OCR Accuracy Level
The question that comes up quite often in our engagements is – “What is your typical field acceptance rate and OCR accuracy level for Marks, Characters, and Handwriting text (Also Red Dropout vs Non-dropout)? Does your software do boilerplate drop-out?”
Accuracy is always dependent on the quality and type of the original document. My rule of thumb is that if you cant see it clearly with your eyes, OCR will not do a good job with it either. The better the image quality the higher our accuracy ratings will be. That said, we employ a voting engine that will catch most mistakes.
This analysis is based on standard 300 dpi TIFF or electronically generated PDF, or at scan time, image processing is applied like red-drop-out. On text, based documents, we typically see upwards of 90% character recognition accuracy (that is 90 out of 100 words and marks related to extracted metadata fields.
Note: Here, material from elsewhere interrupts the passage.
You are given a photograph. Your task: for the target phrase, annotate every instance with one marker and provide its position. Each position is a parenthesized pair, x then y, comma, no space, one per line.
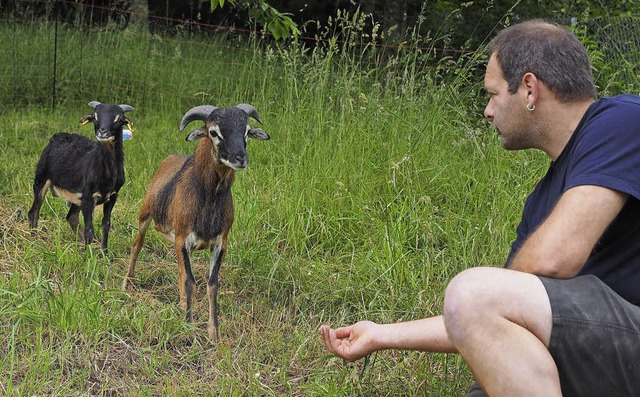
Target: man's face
(507,111)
On “clean” and proper registered documents, this percentage rises to upwards of 95%.
For Handwriting recognition (ICR), we typically see upwards of 75% if it is block letters, constrained and structured (comb fields).
Cursive Handwriting Recognition generally delivers upwards of 50% accuracy, but also improves over use with learning and training.
Boiler template dropout – all image processing settings are global. If required, separate workflows that include unique settings can be designed for identified document sets from a specific identified destination.
Whose engines do you use? Do you have a proprietary engine?
We employ two main OCR engines: Nuance Omnipage and OpenText Recostar.
Optional are the A2iA recognition engines. We can also license other 3rd party engines as required.